We didn’t have that. No other existing business in history has taken our approach to hiring.

What makes us different? Everything.

Which is very difficult to explain to people.

Our challenge was to learn how to win people over without comparing ourselves to something familiar. Instead of saying “our thing is better than some other thing,” we needed a way to say “our thing is perfect for you.”

As we went on that journey, we made a lot of mistakes. But eventually we stumbled onto some things that work for us nearly every time.

What we found, fortunately, also works when we’re competing against other software solutions. It just works, period.

Tell your story

Usually, the most effective way of selling, especially in a B2B market, is to focus on the problem and how you solve it. And we absolutely do that. However, what we learned is that people also care why we decided to solve this particular problem. And it turns out that they care about that quite a lot.

Initially I was surprised by how many people, particularly buyers, asked why we started Vervoe.

And then it hit me.

We’re doing something new and they’re looking for a reason to trust us.

At a very fundamental level, people trust people. Once people heard that we decided to solve their particular problem for the right reason, they bought in.
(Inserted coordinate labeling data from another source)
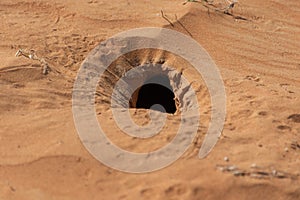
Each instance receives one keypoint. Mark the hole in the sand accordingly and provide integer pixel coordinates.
(156, 90)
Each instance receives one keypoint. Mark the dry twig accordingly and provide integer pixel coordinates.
(31, 55)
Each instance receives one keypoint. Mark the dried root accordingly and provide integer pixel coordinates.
(31, 55)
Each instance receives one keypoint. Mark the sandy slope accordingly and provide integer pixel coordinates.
(41, 156)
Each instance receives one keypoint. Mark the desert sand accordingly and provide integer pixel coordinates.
(257, 53)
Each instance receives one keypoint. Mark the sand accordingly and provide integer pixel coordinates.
(42, 157)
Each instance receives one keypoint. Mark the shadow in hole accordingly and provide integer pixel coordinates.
(157, 90)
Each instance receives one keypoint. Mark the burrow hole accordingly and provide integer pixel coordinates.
(151, 93)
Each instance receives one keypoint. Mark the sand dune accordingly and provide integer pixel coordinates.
(258, 55)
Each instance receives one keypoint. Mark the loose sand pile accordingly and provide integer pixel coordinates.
(41, 156)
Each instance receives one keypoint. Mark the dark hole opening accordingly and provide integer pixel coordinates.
(150, 94)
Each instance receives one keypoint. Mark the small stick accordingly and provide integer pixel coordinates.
(31, 55)
(163, 16)
(183, 26)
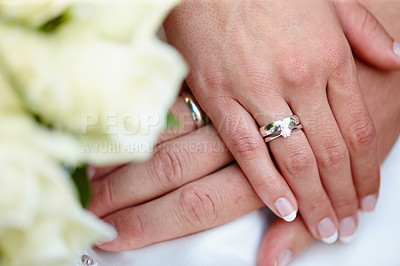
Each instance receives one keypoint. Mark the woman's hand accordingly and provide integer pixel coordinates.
(254, 62)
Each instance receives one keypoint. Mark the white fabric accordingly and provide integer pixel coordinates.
(236, 243)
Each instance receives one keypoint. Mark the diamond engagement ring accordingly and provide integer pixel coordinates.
(283, 127)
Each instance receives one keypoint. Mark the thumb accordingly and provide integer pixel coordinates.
(282, 242)
(366, 35)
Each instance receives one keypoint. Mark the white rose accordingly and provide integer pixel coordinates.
(32, 12)
(41, 221)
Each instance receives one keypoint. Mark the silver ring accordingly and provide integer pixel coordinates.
(282, 127)
(198, 115)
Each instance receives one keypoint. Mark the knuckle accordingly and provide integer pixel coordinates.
(370, 184)
(137, 228)
(167, 165)
(318, 203)
(198, 207)
(345, 205)
(102, 199)
(337, 55)
(370, 25)
(298, 162)
(333, 155)
(362, 135)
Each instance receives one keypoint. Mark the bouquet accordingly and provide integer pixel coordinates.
(81, 82)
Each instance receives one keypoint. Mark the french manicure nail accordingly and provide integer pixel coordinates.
(285, 209)
(368, 203)
(396, 48)
(284, 258)
(347, 229)
(113, 236)
(327, 231)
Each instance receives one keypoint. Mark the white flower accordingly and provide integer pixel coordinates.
(112, 95)
(32, 12)
(41, 221)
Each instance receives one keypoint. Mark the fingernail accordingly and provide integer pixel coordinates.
(396, 48)
(285, 209)
(91, 171)
(327, 231)
(113, 236)
(368, 203)
(347, 229)
(284, 258)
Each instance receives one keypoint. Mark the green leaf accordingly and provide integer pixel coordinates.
(172, 121)
(82, 182)
(53, 24)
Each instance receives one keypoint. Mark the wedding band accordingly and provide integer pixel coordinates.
(198, 115)
(282, 127)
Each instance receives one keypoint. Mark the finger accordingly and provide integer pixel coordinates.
(283, 242)
(195, 207)
(332, 158)
(297, 164)
(358, 131)
(173, 164)
(240, 133)
(368, 38)
(186, 125)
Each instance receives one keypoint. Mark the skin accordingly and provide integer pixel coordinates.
(213, 198)
(268, 59)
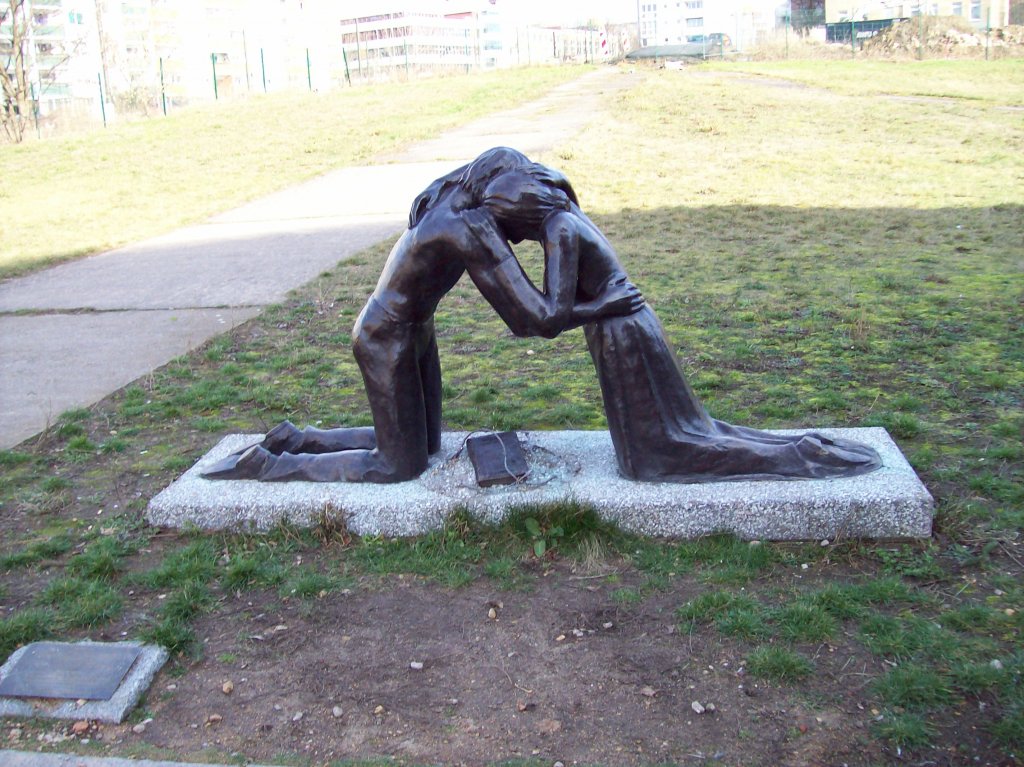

So I started telling our backstory more and more, in articles, in interviews, on podcasts. How I went from a guy with a great résumé in Tel Aviv – top school and grades, military service, experience at the hottest startup – to the guy with a weird name and no degree that couldn’t even get an interview in Melbourne. How frustrated that made me feel, being disqualified from jobs I knew I could do, just because people weren’t prepared to look beyond my background on paper.

Time and again I saw how much this resonated with people from companies of all sizes. Because so many people have a story like mine. But also because of something else. People like the fact that we started our company for a reason they consider to be worthy.

Supporting us makes them feel good.

So we learned a very important lesson. Authenticity scales across all company sizes. Whether it’s SMB or enterprise, people connect with an authentic story. And, if they connect with us because of how we make them feel, our bond is inherently stronger.  

Understand user experience from a new perspective

Our origin story gets people’s attention, but that just solves the first challenge – attracting customers. Once they become users, we have a different challenge: Creating the first-class user experience people have come to expect.

The user experience includes the entire experience inside and outside of the product. We believe that every interaction with the brand must bring clients one step closer to achieving their goals.

And here’s a paradigm shift we realized: An elite user experience isn’t about functionality. It starts with the mindset of the user.

For example, at Vervoe we help companies see how well job candidates can do the job they applied for. To achieve this, we need candidates to complete tasks. What we learned through an enormous amount of research and analysis is that the single biggest factor impacting completion rates is the candidate’s mindset.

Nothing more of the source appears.